Table-driven tests (required for multiple cases):

func TestFunction(t *testing.T) {
    tests := []struct {
        name     string
        input    string
        expected string
        wantErr  bool
    }{
        {"valid input", "test", "test", false},
        {"empty input", "", "", true},
    }
    for _, tt := range tests {
        t.Run(tt.name, func(t *testing.T) {
            result, err := Function(tt.input)
            if (err != nil) != tt.wantErr {
                t.Errorf("error = %v, wantErr %v", err, tt.wantErr)
            }
            if result != tt.expected {
                t.Errorf("got %v, want %v", result, tt.expected)
            }
        })
    }
}

Functional options (configuration):

builder := recipe.NewBuilder(
    recipe.WithVersion(version),
)
server := server.New(
    server.WithName("aicrd"),
    server.WithVersion(version),
)

Concurrency (errgroup):

g, ctx := errgroup.WithContext(ctx)
g.Go(func() error { return collector1.Collect(ctx) })
g.Go(func() error { return collector2.Collect(ctx) })
if err := g.Wait(); err != nil {
    return errors.Wrap(errors.ErrCodeInternal, "collection failed", err)
}

Structured logging (slog):

slog.Debug("request started", "requestID", requestID, "method", r.Method)
slog.Error("operation failed", "error", err, "component", "gpu-collector")

Common Tasks

Task	Location	Key Points
New Helm component	`recipes/registry.yaml`	Add entry with name, displayName, helm settings, nodeScheduling
New Kustomize component	`recipes/registry.yaml`	Add entry with name, displayName, kustomize settings
Component values	`recipes/components/<name>/`	Create values.yaml with Helm chart configuration
New collector	`pkg/collector/<type>/`	Implement `Collector` interface, add to factory
New API endpoint	`pkg/api/`	Handler + middleware chain + OpenAPI spec update
Fix test failures	Run `make test`	Check race conditions (`-race`), verify context handling
New health check	`recipes/checks/<name>/`	Create `health-check.yaml`, register in `registry.yaml`, test with `make check-health`

Adding a Helm component (declarative - no Go code needed):

# recipes/registry.yaml
- name: my-operator
  displayName: My Operator
  valueOverrideKeys: [myoperator]
  helm:
    defaultRepository: https://charts.example.com
    defaultChart: example/my-operator
  nodeScheduling:
    system:
      nodeSelectorPaths: [operator.nodeSelector]
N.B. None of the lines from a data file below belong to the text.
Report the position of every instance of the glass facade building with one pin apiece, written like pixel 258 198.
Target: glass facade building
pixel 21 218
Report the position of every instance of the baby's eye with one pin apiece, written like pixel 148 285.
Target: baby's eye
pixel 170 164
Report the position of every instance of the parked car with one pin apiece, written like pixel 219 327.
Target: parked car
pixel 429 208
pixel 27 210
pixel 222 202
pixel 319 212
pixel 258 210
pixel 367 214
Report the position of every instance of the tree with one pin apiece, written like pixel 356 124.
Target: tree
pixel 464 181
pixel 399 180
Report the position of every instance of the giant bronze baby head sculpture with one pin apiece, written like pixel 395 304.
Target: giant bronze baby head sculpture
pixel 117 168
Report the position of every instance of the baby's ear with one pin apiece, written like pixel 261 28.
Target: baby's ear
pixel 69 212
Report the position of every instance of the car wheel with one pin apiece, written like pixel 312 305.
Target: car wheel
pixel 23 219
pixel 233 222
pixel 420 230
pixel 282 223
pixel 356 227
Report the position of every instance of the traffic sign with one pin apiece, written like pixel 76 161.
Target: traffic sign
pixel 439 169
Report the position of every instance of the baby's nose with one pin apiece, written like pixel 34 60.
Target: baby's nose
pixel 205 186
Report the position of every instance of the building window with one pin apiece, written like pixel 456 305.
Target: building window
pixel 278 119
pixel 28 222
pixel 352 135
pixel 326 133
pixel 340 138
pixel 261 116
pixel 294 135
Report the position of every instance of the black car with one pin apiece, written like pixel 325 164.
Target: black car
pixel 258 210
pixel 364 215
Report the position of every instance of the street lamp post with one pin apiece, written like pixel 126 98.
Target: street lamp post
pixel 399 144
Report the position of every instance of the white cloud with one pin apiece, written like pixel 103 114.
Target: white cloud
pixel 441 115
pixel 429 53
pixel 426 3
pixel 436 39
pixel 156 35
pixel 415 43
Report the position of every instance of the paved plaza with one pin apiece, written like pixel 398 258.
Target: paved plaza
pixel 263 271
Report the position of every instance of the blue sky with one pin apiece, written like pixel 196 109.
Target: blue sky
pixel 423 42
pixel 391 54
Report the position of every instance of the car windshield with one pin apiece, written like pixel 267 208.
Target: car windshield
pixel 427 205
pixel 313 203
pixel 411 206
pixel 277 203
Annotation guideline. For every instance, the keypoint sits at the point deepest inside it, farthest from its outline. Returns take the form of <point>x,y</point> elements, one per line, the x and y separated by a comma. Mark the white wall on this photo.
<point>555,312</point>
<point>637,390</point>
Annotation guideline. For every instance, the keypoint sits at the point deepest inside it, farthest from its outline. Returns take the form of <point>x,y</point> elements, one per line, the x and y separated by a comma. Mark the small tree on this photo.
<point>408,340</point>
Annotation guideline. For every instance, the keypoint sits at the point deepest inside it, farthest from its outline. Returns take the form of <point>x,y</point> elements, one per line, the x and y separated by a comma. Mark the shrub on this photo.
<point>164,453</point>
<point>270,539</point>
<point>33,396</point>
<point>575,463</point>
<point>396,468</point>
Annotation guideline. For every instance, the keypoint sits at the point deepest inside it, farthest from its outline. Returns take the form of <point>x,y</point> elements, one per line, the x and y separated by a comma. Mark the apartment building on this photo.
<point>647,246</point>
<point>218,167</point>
Adding a Kustomize component (declarative - no Go code needed):

# recipes/registry.yaml
- name: my-kustomize-app
  displayName: My Kustomize App
  valueOverrideKeys: [mykustomize]
  kustomize:
    defaultSource: https://github.com/example/my-app
    defaultPath: deploy/production
    defaultTag: v1.0.0

Note: A component must have either helm OR kustomize configuration, not both.
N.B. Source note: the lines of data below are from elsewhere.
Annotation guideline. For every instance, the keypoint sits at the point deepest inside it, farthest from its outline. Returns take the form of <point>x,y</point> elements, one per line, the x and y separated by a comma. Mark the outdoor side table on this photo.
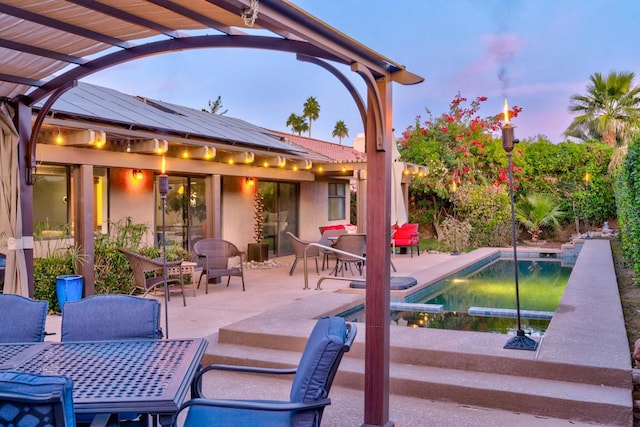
<point>145,376</point>
<point>187,268</point>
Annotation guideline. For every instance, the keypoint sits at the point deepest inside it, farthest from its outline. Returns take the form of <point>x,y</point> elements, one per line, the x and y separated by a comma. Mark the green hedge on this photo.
<point>628,201</point>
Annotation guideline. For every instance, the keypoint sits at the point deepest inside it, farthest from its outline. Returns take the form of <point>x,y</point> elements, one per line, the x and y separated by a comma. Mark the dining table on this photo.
<point>143,376</point>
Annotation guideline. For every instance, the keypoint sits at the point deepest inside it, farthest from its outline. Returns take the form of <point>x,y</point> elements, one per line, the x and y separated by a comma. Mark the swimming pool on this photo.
<point>481,297</point>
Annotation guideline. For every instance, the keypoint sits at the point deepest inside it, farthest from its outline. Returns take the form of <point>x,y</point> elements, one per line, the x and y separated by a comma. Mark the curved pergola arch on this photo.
<point>55,88</point>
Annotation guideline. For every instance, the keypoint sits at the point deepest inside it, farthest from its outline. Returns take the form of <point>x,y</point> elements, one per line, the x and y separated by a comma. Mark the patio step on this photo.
<point>589,403</point>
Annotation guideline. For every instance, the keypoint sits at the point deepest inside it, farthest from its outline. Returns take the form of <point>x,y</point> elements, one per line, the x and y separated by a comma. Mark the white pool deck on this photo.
<point>580,375</point>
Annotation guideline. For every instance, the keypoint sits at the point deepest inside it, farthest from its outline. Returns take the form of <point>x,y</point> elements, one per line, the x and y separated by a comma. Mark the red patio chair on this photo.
<point>406,236</point>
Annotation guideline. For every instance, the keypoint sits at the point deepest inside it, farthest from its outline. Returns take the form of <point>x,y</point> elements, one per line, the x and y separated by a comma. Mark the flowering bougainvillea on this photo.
<point>464,154</point>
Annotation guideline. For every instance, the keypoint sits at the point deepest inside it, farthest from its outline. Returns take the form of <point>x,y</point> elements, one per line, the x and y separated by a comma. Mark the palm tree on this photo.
<point>610,110</point>
<point>311,110</point>
<point>538,211</point>
<point>297,123</point>
<point>215,107</point>
<point>340,130</point>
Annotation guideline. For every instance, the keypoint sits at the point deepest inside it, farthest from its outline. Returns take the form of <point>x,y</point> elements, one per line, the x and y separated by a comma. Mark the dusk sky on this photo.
<point>535,53</point>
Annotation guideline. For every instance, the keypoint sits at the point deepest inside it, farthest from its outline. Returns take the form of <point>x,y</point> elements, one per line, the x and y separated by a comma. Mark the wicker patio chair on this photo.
<point>214,256</point>
<point>145,273</point>
<point>22,319</point>
<point>326,240</point>
<point>299,247</point>
<point>356,246</point>
<point>330,339</point>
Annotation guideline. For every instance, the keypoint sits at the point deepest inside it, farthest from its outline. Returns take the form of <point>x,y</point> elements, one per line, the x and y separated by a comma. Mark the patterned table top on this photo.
<point>146,376</point>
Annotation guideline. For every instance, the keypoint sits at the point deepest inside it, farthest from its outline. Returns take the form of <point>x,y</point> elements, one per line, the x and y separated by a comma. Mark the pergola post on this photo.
<point>378,138</point>
<point>83,225</point>
<point>23,124</point>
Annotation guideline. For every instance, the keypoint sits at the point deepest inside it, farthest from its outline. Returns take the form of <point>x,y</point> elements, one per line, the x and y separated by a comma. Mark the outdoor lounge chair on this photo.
<point>22,319</point>
<point>36,400</point>
<point>214,256</point>
<point>330,339</point>
<point>299,247</point>
<point>406,236</point>
<point>145,277</point>
<point>354,244</point>
<point>111,317</point>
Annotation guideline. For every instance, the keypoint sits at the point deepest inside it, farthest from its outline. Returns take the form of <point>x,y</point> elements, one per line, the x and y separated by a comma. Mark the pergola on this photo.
<point>46,46</point>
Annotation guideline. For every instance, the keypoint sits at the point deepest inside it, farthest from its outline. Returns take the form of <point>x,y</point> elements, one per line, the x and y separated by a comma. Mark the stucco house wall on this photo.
<point>129,197</point>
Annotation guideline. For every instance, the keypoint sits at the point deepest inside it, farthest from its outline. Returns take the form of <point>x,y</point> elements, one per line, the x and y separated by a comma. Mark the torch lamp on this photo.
<point>587,179</point>
<point>454,189</point>
<point>520,341</point>
<point>163,189</point>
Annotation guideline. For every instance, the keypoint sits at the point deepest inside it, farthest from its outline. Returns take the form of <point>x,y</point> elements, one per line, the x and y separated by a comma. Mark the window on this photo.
<point>53,209</point>
<point>51,201</point>
<point>337,200</point>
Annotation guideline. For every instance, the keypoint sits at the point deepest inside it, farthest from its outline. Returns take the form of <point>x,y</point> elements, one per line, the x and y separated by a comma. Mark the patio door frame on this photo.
<point>281,204</point>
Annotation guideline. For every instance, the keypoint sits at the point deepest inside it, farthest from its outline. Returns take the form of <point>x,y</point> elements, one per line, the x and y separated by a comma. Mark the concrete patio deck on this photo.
<point>581,374</point>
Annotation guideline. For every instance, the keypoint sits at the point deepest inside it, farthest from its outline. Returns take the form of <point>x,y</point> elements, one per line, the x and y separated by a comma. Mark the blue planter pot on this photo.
<point>68,288</point>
Using mixins for shared OS/platform content:

# Leaf overlay referencing mixins instead of duplicating content
spec:
  base: h100-eks-ubuntu-training
  mixins:
    - os-ubuntu          # Ubuntu constraints (defined once in recipes/mixins/)
    - platform-kubeflow  # kubeflow-trainer component (defined once in recipes/mixins/)
  criteria:
    service: eks
    accelerator: h100
    os: ubuntu
    intent: training
    platform: kubeflow
  constraints:
    - name: K8s.server.version
      value: ">= 1.32.4"

Mixins carry only constraints and componentRefs — no criteria, base, mixins, or validation. They live in recipes/mixins/ with kind: RecipeMixin.

Error Wrapping Rules

Never return bare errors. Every return err must wrap with context:

// BAD - bare return loses context
if err := doSomething(); err != nil {
    return err
}

// GOOD - wrapped with context
if err := doSomething(); err != nil {
    return errors.Wrap(errors.ErrCodeInternal, "failed to do something", err)
}

Don't double-wrap errors that already have proper codes. If a called function already returns a pkg/errors StructuredError with the right code, don't re-wrap and change its code:

// BAD - overwrites inner ErrCodeNotFound with ErrCodeInternal
content, err := readTemplateContent(ctx, path) // returns ErrCodeNotFound
return errors.Wrap(errors.ErrCodeInternal, "read failed", err)

// GOOD - propagate as-is when inner error already has correct code
content, err := readTemplateContent(ctx, path)
return err

Exception: Wrapping is unnecessary for read-only Close() returns and K8s helpers like k8s.IgnoreNotFound(err).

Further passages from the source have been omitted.